WAGE GROWTH REMAINS ROBUST
With many businesses across Canada continuing to struggle to find the workers they need, it is not a surprise that average hourly earnings in the overall economy continue to climb, rising for the fourth consecutive month by 0.5% in November. On a year-over-year basis, wage growth remained robust at 5.6%.
A similar story continues to unfold in manufacturing, but at a more extreme level, reflecting even tighter labour market conditions. Average hourly earnings rose 1.9% in November, the biggest one-month gain since January 2022. Accordingly, year-over-year wage growth accelerated to 6.9%, more than double the sector’s historical average of 2.5% and the fourth highest rate on record.
EMPLOYMENT INCREASE CONCENTRATED IN A FEW PROVINCES
Regionally, employment was up in just three provinces: Quebec (+28,100), Ontario (+22,600), and Nova Scotia (+1,600).

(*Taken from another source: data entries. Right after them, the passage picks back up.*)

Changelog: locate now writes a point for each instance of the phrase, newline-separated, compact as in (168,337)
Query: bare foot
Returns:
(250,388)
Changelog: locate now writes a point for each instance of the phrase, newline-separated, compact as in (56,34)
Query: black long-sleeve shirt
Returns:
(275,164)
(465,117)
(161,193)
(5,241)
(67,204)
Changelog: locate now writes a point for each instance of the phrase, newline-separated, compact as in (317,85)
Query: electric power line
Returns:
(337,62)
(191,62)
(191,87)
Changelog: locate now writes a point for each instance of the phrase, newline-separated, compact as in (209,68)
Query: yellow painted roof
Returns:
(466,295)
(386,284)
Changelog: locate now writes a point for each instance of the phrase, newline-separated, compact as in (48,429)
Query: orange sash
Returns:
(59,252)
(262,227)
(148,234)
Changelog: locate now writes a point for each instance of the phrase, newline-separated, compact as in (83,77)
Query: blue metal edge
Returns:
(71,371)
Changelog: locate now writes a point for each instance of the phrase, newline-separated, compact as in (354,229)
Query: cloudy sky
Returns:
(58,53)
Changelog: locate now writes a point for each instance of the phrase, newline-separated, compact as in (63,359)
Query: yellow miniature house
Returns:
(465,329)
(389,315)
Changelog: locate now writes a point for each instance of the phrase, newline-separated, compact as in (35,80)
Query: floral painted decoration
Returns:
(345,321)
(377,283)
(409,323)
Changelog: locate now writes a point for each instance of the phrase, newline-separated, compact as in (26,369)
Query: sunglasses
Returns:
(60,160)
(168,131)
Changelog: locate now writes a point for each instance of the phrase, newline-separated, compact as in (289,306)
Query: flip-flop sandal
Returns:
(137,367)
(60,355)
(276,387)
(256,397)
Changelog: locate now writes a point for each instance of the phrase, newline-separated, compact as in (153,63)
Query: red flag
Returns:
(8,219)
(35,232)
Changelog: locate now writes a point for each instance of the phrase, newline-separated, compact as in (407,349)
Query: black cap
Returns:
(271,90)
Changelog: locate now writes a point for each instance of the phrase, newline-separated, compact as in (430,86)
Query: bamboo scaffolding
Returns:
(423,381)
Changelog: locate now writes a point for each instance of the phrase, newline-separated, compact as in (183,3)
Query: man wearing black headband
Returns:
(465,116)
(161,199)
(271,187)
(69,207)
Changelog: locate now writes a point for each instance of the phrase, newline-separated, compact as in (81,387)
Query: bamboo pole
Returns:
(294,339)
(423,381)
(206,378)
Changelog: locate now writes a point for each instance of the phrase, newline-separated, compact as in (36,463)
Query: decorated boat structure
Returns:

This was the third increase in four months for Quebec, and it coincided with the unemployment rate hitting a record low of 3.8%. On the flipside, the largest proportional decreases in employment were observed in Prince Edward Island (-1,500), Newfoundland and Labrador (-3,500), and Manitoba (-5,400).
The increase in manufacturing employment spanned five of ten provinces, with the gains concentrated in Quebec (+10,200) and Alberta (+5,900). This was the fourth consecutive monthly advance for Alberta’s manufacturing sector, though it has yet to reach its pre-pandemic level. Proportionally, PEI (-1,500) posted the most significant decline in manufacturing payrolls.